You are so right, tumblemore. Short term profit, short term investment, short term expectations, short term interest rates, short term planning, short term fixes, short term highs, rinse & repeat until the host is consumed, move to next victim. Financialization/Securitization allowed the cartel to replicate exponentially. All subsystems of the Global economy are replicating the same way as the Central Planners planned the economic matrix of wealth transfer, and money siphoning mechanisms. Systemically duplicitous in the extreme type behaviour.
How could the brighter minds in Economics have ever allowed this lunacy to proceed?
Quite.
Read Kurt Vonnegut's novel Player Piano.
If conventional labor and finance capital have lost their scarcity value, then the era in which financialization reaped big profits is ending.
As long as productive people tolerate robbery of the fruits of their labor, the thieves are likely to do better than they do.
So, what I get from this is that the ONLY thing that is being kept scarce now is the fiat-power to create money out of thin air. That power is held by a few ... and they have been using that power to destroy billions.
However, they cannot completely destroy the billions that they do not want to share this world with until they replace the billions with robots and automated systems.
"The easy answer is of course the infinite greed of Wall Street fat-cats and the politicos they buy/own."
Yes, and the many shills they buy to put up smoke screens for them.
The 20th century was an "anomaly" because the banking mafia were partially kept down by strong republics.
Any time the money lenders are kept down by a strong republic the same anomaly will recur.
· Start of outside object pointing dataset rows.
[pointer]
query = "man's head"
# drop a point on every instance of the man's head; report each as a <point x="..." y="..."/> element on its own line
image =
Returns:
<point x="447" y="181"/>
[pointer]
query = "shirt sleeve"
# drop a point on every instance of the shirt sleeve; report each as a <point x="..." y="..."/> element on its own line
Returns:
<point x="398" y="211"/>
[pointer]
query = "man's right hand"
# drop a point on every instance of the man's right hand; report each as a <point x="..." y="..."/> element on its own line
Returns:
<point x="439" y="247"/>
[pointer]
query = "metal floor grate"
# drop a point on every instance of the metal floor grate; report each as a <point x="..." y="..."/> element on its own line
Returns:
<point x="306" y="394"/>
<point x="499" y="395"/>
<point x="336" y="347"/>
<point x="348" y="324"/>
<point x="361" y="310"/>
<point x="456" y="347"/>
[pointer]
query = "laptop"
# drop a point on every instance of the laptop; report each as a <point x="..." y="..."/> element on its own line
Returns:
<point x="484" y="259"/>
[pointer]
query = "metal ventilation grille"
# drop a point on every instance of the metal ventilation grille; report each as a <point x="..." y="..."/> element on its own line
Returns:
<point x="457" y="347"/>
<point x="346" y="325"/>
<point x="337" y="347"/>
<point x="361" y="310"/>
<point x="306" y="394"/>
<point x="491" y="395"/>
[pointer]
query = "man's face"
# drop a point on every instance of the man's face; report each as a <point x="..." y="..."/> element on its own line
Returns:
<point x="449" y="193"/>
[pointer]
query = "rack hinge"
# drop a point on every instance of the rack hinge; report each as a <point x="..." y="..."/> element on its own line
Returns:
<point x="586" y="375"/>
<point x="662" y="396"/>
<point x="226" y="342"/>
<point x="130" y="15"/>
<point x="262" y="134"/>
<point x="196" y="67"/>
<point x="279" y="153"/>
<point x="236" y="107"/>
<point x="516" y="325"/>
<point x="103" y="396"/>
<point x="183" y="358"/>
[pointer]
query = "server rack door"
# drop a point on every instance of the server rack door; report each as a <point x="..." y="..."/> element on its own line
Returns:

I'll tell you exactly what happened. The combination of cheap imports and the average American consumer's willingness to buy those products instead of American made products. This was all driven by the American consumer. Corporations found out that Americans wanted cheaper stuff and gave them what they wanted. The more cheaper stuff they could buy, the happier they were. Because of wages, you couldn't make cheaper stuff in the US, so they moved production overseas. Virtually no American consumer refused to buy the new cheap stuff. Sure they complained, but it didn't stop them from buying. Now you have a situation where the average shmoe can't get a decent paying job, but they still love buying cheap stuff at WalMart.
"Corporations found out that Americans wanted cheaper stuff and gave them what they wanted."
No they didn't.
The banking mafia changed the laws on hostile take overs and created junk bonds so that if corporations weren't maximizing their short term profits they could be taken over.
This forced corporations to off shore who up till then were happily not maximizing their profits and sustaining a large middle class.
The banking mafia did it. The banking mafia own the media so most people don't know the banking mafia did it.
With millions of millionaires in China now, I would say you are correct.
Because that is what happens when Socialists/Communists/Dhimmicrats/Repuclicrats are in charge.